Not a statistically valid survey, but watching many last mile connections
to end user clients, I saw at least two issues that are mitigated by
multiple connections:
1) Even small pipes aren't filled by 1 connection ... for sure at
startup
2) Error recovery from lost packets delays only one connection so
the last mile can remain utilized.
In a context where we had a local proxy (same system), altering the
default number of connections between the browser and proxy from a few to
on the order of 16-32 improved overall page load times. (The proxy used a
single SPDY like connection to a server in all cases.)
Dave Morris
On Wed, 4 Feb 2015, Phillip Hallam-Baker wrote:
Today most Web browsers attempt to optimize download of images etc. by
opening multiple TCP/IP streams at the same time. This is actually done for
two reasons, first to
reduce load times and second to allow the browser to optimize page layout by
getting image sizes etc up front.
This approach first appeared round about 1994. I am not sure whether anyone
actually did a study to see if multiple TCP/IP streams are faster than one
but the approach
has certainly stuck.
But looking at the problem from the perspective of the network it is really
hard to see why setting up five TCP/IP streams between the same endpoints
should provide any
more bandwidth than one. If the narrow waist is observed, then the only parts
of the Internet that are taking note of the TCP part of the packet are the
end points. So
having five streams should not provide any more bandwidth than one unless the
bandwidth bottleneck was at one or other endpoint.

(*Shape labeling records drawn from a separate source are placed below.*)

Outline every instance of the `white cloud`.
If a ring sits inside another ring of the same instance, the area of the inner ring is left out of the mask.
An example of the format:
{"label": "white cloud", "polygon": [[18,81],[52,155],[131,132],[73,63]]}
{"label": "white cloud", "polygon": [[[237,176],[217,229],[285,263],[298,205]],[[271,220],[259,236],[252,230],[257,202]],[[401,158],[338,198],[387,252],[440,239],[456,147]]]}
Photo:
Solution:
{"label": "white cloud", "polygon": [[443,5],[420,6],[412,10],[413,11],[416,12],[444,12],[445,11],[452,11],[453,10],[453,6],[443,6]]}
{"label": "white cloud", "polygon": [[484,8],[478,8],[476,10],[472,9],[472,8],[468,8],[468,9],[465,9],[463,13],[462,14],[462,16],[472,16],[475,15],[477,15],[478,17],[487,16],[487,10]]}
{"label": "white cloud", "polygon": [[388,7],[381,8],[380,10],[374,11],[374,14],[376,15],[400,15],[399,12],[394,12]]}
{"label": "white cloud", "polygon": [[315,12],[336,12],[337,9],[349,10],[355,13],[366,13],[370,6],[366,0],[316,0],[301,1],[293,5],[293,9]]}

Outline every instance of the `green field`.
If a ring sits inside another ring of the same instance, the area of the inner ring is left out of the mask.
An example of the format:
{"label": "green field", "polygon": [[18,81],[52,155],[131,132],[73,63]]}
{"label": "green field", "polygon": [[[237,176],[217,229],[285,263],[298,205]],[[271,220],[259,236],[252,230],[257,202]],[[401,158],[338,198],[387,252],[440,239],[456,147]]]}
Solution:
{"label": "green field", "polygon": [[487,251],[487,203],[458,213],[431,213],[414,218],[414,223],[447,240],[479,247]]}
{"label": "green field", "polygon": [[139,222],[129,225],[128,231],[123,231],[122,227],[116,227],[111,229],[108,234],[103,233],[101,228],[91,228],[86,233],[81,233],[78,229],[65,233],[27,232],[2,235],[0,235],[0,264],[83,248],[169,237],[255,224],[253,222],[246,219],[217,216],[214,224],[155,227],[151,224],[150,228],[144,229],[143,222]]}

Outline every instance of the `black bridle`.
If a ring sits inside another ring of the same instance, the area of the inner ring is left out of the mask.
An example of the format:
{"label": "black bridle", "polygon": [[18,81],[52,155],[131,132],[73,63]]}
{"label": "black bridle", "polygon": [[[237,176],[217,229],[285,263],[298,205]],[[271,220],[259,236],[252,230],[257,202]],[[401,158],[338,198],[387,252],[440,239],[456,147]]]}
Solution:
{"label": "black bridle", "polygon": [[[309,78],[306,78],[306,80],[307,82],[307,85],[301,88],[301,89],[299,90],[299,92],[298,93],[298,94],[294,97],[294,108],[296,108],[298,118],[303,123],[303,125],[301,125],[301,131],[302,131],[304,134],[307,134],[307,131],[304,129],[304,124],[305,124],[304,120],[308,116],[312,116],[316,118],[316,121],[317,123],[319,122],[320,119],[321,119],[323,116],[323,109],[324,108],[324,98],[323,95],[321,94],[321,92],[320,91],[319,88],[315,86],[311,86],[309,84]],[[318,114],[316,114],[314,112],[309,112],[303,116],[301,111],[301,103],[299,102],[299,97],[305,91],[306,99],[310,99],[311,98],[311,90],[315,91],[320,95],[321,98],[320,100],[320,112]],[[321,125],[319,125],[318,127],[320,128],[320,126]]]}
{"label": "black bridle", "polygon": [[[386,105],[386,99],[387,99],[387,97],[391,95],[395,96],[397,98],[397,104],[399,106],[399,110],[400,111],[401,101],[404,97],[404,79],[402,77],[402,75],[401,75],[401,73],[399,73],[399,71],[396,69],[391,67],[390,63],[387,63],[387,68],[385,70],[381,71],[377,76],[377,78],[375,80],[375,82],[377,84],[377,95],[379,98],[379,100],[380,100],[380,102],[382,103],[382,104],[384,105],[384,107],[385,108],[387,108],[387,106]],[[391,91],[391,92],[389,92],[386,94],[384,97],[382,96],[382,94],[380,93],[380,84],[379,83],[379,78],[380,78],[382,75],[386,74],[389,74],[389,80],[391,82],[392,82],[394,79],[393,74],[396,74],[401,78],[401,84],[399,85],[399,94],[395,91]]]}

Now there are some parts of the deployed Internet that do actually perform
statefull inspection. But I would expect increasing the number of channels to
degrade
performance at a firewall or any other middle boxen.
So we have a set of behavior that seems at odd with the theory. Has anyone
done any experiments recently that would show which is right?
The reason it makes a difference is that it is becoming clear that modern
applications are not best served by an application API that is limited to one
bi-directional
stream. There are two possible ways to fix this situation. The first is to
build something on top of TCP/IP the second is to replace single stream TCP
with multi-stream.
My preference and gut instinct is that the first is the proper architectural
way to go regardless of the performance benefits. When Thompson and co were
arguing that all
files are flat sequences of bits, they were saying that was the right O/S
abstraction because you could build anything you like on top.
But then I started to ask what the performance benefits to a multi-stream TCP
might be and I am pretty sure there should not be any. But the actual
Internet does not
always behave like it appears it should.
I suspect that the preference for multiple streams probably comes from the
threading strategies it permits. But that is an argument about where the
boundary between the
kernel and application is placed in the network stack rather than where
multiplex should live in the stack. Microsoft already provides a network
stack for .NET where the
boundary is in the HTTP layer after all.
So anyone got hard data they could share?